For a given boot node \(u\), simulate a simple unbiased random walk with \(l\) length. \(c_{i}\) represents the \(i^{th}\) node in the process of random walk. Let \(c_{0} = u\), and the transition probability of the node reached in \(i^{th}\) step is:
$${\text{P(c}}_{{\text{i}}} = {\text{x|c}}_{{{\text{i}} - {1}}} = {\text{v)}} = \left\{ {\begin{array}{*{20}l} {\frac{{\uppi _{{{\text{vx}}}} }}{{\text{Z}}}{,}} \hfill & {{\text{if}}\,{\text{(v,x)}} \in {\text{E}}} \hfill \\ {0,} \hfill & {{\text{otherwise}}} \hfill \\ \end{array} } \right.$$
(4)
of which \(\pi_{vx}\) is the unnormalized transition probability between nodes \(v\) and \(x\), \(Z\) represents a normalized constant term.
As for the biased random walk in node2vec, just as shown in Fig. 10, if the root position of a random walk is set at node \(t\), through edge \(\left( {t,v} \right)\), the current position reached node \(v\), and the transition probability is set as follows:
$$\alpha_{pq} \left( {t,x} \right) = \left\{ {\begin{array}{*{20}l} \frac{1}{p} \hfill & { if\,d_{tx} = 0} \hfill \\ 1 \hfill & {if\,d_{tx} = 1} \hfill \\ \frac{1}{q} \hfill & { if\,d_{tx} = 2} \hfill \\ \end{array} } \right.$$
(5)
\(d_{tx}\) represents the shortest distance between nodes \(t\) and \(x\) and the possible value of \(d_{tx}\) is 0,1,2. As shown in Fig. 10, the parameter \(p\) controls the probability that the next step of walk will return to the previous node.
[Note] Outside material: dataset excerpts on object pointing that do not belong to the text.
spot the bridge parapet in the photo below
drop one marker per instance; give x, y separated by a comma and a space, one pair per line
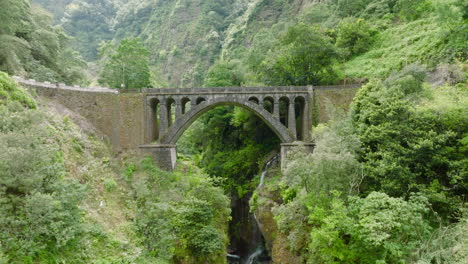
153, 119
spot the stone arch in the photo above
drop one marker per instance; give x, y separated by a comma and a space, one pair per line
180, 125
170, 104
299, 109
269, 103
254, 99
153, 119
184, 102
200, 100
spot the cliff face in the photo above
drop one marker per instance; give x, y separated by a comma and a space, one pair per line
185, 37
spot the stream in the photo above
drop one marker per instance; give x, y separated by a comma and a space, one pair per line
256, 253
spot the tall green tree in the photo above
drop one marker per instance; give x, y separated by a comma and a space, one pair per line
303, 56
30, 46
224, 74
127, 66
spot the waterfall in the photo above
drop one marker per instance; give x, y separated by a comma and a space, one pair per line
260, 250
259, 255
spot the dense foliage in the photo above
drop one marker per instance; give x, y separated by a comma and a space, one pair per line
30, 46
63, 199
384, 180
182, 217
125, 66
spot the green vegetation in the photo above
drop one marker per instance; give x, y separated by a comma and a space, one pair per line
126, 66
30, 46
385, 180
65, 198
386, 183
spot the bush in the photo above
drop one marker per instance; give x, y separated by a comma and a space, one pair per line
181, 217
354, 36
411, 148
411, 10
303, 56
375, 229
9, 91
39, 210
If \(p\) is greater than \(1\), the random walk will have less tendency to turn back. The value of \(q\) controls the preference of BFS and DFS to guide the bias of random walk. If \(q\) is greater than \(1\), the random walk will be more inclined to BFS, that is, to the neighbor node of the starting node. If \(q\) is less than \(1\), the random walk is more inclined to DFS, that is, to go away from the starting node. When the values of \(p\) and \(q\) are both equal to \(1\), node2vec is equal to DeepWalk.
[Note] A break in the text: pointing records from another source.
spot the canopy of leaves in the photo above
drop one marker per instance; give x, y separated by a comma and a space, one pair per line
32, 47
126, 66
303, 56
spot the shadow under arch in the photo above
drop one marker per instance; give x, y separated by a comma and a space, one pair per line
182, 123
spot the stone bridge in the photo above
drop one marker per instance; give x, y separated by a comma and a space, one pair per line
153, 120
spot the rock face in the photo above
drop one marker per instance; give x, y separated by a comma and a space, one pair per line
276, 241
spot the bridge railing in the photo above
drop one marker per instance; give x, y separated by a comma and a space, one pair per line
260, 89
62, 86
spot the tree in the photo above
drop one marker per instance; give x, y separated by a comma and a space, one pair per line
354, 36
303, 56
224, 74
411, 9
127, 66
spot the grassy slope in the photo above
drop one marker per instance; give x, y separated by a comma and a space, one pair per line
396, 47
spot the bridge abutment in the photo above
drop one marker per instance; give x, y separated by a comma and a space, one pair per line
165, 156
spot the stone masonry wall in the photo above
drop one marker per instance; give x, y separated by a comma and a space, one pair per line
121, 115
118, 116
In the constructed LMDN, node2vec was adopted to obtain the corresponding representations for vertices. The representations of lncRNA and disease nodes generated by node2vec retain the topological information of the nodes in LMDN. The experimental results demonstrate that the obtained nonlinear features could effectively enhance the SVD based linear features and improve the information richness in integrated features.
Feature integration
Based on the decomposition of \(R_{M \times N}\) and NRL method node2vec, we have obtained the linear feature matrixes \(U\), \(V^{T}\), and the nonlinear feature representations of lncRNA and disease nodes in LMDN. For each lncRNA \(i\) and disease \(j\), the feature integration rules are as follows:
The linear features corresponding to lncRNA \(i\) is the ith row of \(U\), which is noted as \(LL_{i}\) after being converted into a column vector. Similarly, the linear features corresponding to disease \(j\) is the jth column of \(V^{T}\), represented as \(LD_{j}\). The nonlinear features corresponding to \(i\) is noted as \(NL_{i}\) as well as the nonlinear features corresponding to \(j\) is noted as \(ND_{j}\). The final integrated features of \(i\) and \(j\) is expressed as:
$$FL_{i} = \left[ {\begin{array}{*{20}c} {LL_{i} } \\ {NL_{i} } \\ \end{array} } \right]$$
(6)
$$FD_{j} = \left[ {\begin{array}{*{20}c} {LD_{j} } \\ {ND_{j} } \\ \end{array} } \right]$$
(7)
where [] represents the vector connect operation.